Squeak

June 8th, 2007

I promise what you are about to read will all come back to my new endeavors as a bookseller, but it won’t start out looking related at all.

This year, I’m on my own again after ending a 17 year partnership that included 8 years of marriage. Financially, this means a loss of more than 50% to me (software trumps most other professions, still.)

When I dreamed up my scheme to focus on finding books to re-sell online, I imagined I’d be adding enough income to my life to pay for my own health insurance. I know - me and my crazy ambitions. I’d start out supplementing eBay sales with books in other venues, over time building the books as a more regular business, and keeping eBay for the occasional lucky jack-pot. Thus, I could afford to see a doctor if I was foolish enough to get sick or hurt.

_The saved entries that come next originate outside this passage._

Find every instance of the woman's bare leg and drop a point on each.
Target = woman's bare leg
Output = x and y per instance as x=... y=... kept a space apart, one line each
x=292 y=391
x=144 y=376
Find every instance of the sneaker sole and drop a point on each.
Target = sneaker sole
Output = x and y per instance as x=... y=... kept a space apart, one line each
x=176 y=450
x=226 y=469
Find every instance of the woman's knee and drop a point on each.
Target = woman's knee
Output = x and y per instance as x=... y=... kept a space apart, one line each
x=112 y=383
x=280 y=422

This seemed like a pretty low-pressure scenario, fitting right in with my desire to change as little about my life as possible besides the - you know - husband. (A wonderful man, but his wife didn’t understand him.) My business has been steady for the last 4 years, and I had enough work on the books to cover the basics. For me, this was an unusually mature, prudent approach to managing change in my life.

Things have not gone according to plan.

A week before I was due to start my largest single job of the year, the client took their work elsewhere.  My work is fairly highly paid, but my market is a relatively small pond. With luck, I might pick up a few odd days, but replacing that job, on such short notice, just wasn’t going to happen.

Suddenly, selling books took the lead in my revenue streams. Clueless or not, I was in a position of having to make money appear out of nowhere. I decided to stick to my plan, and try to sell books.

Before you get your hopes up, be forewarned: it doesn’t turn out that through sheer determination and a heap of good luck, I was instantly successful, saved the farm, and lived blissfully ever after. That’s not the way this story goes.

The way this story goes is: I got a taste of how dead easy it is to spend money on books that are, essentially, roughage. I had time to discover that bookscouting is an even more elusive skill than I’d feared. I did sell a few books, which helped round out the other stuff I sold on eBay, which paid my essentials for the month. That’s it. I squeaked by.

In short, I am not a bookselling prodigy. Does this bode well for my future bookselling endeavors? In all likelihood, it doesn’t bode at all. Pressure doesn’t necessarily make outcomes more significant or meaningful. If it turns out I’m “book-deaf,” I’ll have to accept it. Meanwhile, I am better prepared to be clueless for quite a while longer. You can only learn things as fast as you can learn them.